I could still capture him, for he is within my line of sight. I continued to follow him to what seems like an elongated hallway. After five minutes, the corridor seemed to be consistent, never-ending like the temperament of light. It is until now that the Poe Toaster opened a second door (which was strikingly familiar). This door was of comparable state to the first, opened but only a miniscule fissure. I commenced my journey and what do I discover? An adorned room which tapestries mimicked the hues of the night sky. A tripod brazier illuminated the quarters while the windows of crimson loom over three sides. Many artifacts were contained, a fiery and hellish statue of a stallion, a picture of a sovereignty near the ocean, an eye which seemed to suffer a cataract, and a temporal device whose deathly tones only ravage the joyous portions of the soul. An entrance is found opposite to the corridor’s access way. I entered leaving no heed to any of the relics.
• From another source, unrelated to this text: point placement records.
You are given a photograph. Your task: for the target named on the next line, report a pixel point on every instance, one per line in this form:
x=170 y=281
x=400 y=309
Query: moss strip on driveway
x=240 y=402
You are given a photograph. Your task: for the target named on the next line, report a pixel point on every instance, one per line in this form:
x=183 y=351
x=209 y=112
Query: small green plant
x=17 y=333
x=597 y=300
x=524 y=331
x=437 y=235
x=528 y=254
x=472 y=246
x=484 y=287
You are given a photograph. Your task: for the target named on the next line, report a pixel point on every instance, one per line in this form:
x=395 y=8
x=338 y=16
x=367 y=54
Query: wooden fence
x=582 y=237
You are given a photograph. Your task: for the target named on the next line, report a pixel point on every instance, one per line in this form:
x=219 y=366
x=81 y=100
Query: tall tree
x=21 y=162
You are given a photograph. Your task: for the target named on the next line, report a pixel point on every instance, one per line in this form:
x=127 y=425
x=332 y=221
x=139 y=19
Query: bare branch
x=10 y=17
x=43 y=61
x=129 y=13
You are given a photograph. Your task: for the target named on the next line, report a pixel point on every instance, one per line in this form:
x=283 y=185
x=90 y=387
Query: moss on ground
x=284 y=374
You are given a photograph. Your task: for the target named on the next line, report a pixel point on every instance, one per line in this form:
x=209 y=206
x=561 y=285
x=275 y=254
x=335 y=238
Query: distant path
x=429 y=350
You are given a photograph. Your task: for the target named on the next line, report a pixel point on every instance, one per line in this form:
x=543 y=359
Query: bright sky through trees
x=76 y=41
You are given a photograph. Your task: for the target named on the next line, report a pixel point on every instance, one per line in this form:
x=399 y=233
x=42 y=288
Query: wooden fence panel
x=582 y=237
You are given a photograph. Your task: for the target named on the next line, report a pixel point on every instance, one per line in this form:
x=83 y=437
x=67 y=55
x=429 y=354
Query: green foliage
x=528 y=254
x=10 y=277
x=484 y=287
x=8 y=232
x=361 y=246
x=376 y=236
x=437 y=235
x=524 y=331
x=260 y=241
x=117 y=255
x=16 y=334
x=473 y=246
Shockingly, I found myself at the entrance to the dwelling. I turned around to confirm such an assumption, but no it seemed as if I was now at Poe’s gravesite, only without any indications of the reverent townsfolk. The Poe Toaster turned to my direction at this instant. His very portico hypnotized me, it told me to uncover his unbearable hood and discover the truth to this damnable investigation. As I made a gesture that looked like a threat, the Toaster quickly dodged and summoned a dagger. He tried to pierce my heart or slice the jugular but my agility surpassed (or at least rivaled) his. I then became successful in removing the hood. Oh of all the grotesque and bewildering things! I was distracted enough for the Toaster to finally puncture my beating heart. It makes sense, the curios within the emblazoned room, the crimson color, the crevice, and the ravens were all attributes to Poe’s work. I lay dying knowing that the Poe Toaster was no supernatural entity, a ravenous hybrid, or mythological creature, but only Poe himself.